Mais, cette appropriation n’est pas seulement le résultat d’un manque de rigueur. Elle prend un sens particulier par sa référence au système illustré par la classification industrielle. L’intérêt pour les outillages des peuples primitifs – préhistoriques ou contemporains de l’homme du XIXe siècle – doit être rattaché aux préoccupations apparues au XVIIIe siècle dans l’esprit de l’Encyclopédie. C’est alors que les objets et les techniques de la vie quotidienne deviennent dignes d’intérêt et d’étude. Au XIXe siècle, c’est-à-dire au moment où la révolution industrielle prend son essor, l’intérêt pour les techniques devient un enjeu économique. Les industries préhistoriques sont alors intégrées à un discours sur le progrès. La présence de la préhistoire aux Expositions universelles va dans ce sens : la juxtaposition des humbles outils préhistoriques et des inventions les plus audacieuses de la science moderne frappent les esprits en témoignant du chemin parcouru dans la voie du progrès technique.

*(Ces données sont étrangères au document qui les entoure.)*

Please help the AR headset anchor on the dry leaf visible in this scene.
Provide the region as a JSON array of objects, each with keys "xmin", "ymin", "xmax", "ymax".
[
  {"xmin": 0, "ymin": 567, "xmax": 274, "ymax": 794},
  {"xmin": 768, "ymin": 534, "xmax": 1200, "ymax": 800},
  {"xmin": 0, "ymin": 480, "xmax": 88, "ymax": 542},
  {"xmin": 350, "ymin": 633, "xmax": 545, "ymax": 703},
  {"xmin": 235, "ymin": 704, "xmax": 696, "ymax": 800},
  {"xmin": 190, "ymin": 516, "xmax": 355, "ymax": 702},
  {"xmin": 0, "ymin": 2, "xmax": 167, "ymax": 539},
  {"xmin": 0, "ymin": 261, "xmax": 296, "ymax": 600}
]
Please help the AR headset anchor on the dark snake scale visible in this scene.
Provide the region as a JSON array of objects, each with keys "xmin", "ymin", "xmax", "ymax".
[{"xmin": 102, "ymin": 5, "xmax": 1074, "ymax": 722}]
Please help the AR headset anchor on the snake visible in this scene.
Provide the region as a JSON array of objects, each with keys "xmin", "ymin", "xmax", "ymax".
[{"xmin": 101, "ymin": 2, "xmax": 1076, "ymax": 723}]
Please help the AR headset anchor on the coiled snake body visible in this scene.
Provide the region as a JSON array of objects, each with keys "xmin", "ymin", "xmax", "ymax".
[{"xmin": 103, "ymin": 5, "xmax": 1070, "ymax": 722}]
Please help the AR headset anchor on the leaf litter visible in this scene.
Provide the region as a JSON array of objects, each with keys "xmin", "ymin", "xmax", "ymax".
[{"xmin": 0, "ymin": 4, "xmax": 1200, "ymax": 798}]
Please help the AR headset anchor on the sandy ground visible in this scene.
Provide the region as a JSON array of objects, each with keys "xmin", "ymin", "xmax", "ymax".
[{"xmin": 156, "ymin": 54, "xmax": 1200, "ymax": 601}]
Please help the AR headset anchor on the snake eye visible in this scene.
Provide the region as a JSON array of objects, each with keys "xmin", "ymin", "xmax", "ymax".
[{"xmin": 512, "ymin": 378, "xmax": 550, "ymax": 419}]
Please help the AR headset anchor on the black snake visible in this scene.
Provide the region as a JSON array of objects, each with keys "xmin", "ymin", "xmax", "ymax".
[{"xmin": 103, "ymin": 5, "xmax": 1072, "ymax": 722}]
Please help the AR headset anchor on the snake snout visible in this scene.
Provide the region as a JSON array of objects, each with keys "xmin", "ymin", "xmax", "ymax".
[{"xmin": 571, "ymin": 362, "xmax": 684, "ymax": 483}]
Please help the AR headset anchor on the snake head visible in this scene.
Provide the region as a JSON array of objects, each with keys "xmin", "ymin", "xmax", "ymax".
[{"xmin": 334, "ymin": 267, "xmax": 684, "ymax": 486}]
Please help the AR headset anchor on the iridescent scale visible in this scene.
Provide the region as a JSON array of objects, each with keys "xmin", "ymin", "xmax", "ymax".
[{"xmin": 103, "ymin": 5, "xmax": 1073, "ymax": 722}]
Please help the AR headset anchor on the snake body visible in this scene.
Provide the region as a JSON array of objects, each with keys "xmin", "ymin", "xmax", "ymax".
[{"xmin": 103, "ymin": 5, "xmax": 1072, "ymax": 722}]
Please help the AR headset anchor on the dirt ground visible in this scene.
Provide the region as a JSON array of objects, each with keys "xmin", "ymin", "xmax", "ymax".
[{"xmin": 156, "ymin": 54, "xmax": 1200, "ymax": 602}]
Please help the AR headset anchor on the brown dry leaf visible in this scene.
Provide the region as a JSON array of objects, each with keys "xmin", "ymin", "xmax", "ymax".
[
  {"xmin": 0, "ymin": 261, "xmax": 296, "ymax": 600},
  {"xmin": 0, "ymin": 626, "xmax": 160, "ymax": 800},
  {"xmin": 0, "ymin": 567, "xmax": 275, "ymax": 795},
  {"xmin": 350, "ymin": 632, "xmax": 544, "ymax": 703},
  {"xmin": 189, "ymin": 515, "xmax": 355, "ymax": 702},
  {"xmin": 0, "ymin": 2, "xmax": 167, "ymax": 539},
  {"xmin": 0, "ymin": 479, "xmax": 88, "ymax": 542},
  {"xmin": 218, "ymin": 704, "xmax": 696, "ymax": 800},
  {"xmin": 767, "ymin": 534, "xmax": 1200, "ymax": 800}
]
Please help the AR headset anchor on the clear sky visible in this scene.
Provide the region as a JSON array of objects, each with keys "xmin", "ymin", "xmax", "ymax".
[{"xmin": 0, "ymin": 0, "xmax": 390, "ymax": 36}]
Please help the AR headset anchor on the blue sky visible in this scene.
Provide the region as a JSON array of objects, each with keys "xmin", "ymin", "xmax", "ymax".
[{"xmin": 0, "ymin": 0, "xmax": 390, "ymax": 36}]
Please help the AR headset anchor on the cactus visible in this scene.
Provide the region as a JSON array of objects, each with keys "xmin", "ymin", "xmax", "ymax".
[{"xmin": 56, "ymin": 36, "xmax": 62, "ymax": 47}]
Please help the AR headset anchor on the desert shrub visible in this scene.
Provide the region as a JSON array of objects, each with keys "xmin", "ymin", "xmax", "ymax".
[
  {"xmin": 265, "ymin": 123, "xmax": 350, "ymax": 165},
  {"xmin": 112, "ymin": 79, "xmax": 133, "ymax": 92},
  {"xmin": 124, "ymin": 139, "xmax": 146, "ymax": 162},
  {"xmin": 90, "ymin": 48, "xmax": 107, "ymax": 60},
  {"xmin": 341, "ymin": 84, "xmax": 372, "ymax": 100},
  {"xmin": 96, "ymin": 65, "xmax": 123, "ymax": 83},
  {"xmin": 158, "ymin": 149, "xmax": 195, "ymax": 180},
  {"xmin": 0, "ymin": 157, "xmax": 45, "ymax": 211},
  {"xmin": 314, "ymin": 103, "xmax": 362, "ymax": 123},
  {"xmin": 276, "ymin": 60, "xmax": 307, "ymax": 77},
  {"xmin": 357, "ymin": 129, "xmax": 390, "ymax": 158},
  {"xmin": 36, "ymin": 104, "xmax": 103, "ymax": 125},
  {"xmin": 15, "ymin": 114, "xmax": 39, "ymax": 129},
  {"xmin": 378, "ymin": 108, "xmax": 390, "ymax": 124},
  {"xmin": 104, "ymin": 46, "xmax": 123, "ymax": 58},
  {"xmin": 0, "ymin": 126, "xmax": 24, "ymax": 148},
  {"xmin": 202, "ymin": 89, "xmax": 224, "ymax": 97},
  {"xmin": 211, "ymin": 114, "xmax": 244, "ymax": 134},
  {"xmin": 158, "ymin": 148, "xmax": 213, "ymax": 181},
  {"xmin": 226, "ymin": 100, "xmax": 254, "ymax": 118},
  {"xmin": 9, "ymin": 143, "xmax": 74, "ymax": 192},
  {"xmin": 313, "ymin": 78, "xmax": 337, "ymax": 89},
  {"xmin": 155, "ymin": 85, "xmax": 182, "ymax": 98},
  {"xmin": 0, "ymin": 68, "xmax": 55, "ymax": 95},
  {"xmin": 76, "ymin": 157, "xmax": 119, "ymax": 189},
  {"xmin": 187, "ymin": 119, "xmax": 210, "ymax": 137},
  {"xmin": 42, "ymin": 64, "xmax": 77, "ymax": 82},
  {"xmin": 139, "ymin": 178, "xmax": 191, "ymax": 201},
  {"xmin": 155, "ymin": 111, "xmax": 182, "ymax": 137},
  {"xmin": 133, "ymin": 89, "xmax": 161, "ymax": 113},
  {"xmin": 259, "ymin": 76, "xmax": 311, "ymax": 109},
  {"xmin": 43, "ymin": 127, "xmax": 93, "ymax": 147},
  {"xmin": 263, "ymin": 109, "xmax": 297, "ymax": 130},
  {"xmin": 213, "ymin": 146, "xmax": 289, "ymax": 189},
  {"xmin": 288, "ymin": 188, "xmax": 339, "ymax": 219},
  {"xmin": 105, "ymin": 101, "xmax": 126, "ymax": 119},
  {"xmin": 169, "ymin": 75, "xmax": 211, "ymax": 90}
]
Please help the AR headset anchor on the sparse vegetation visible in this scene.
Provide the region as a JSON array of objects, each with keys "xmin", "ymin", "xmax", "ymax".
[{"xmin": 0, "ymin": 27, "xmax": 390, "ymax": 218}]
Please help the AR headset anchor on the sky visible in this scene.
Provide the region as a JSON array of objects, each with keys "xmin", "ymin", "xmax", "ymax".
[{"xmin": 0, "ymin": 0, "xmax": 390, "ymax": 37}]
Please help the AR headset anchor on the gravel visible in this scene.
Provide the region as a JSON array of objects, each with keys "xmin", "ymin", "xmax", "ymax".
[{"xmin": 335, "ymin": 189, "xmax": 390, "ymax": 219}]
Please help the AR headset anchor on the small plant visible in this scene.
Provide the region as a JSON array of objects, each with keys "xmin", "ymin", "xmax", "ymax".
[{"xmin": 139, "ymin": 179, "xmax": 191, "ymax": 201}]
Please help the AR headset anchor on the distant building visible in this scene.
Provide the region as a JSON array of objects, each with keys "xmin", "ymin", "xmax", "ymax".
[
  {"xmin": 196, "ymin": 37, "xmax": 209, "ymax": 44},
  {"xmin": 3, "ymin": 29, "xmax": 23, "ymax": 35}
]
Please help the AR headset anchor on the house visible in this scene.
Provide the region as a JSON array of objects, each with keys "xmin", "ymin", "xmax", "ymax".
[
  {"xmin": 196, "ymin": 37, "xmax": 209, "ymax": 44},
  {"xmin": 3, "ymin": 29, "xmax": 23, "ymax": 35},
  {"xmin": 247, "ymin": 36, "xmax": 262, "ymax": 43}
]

Or ce progrès technique est considéré comme la première étape sur le chemin du progrès social et moral. Le développement industriel constituerait ainsi une lutte contre le passéisme et la stagnation. L’homme préhistorique qui a initié ce grand mouvement évolutif peut alors être perçu comme un guerrier du quotidien ; ses outils sont des armes contre l’ignorance et l’obscurantisme.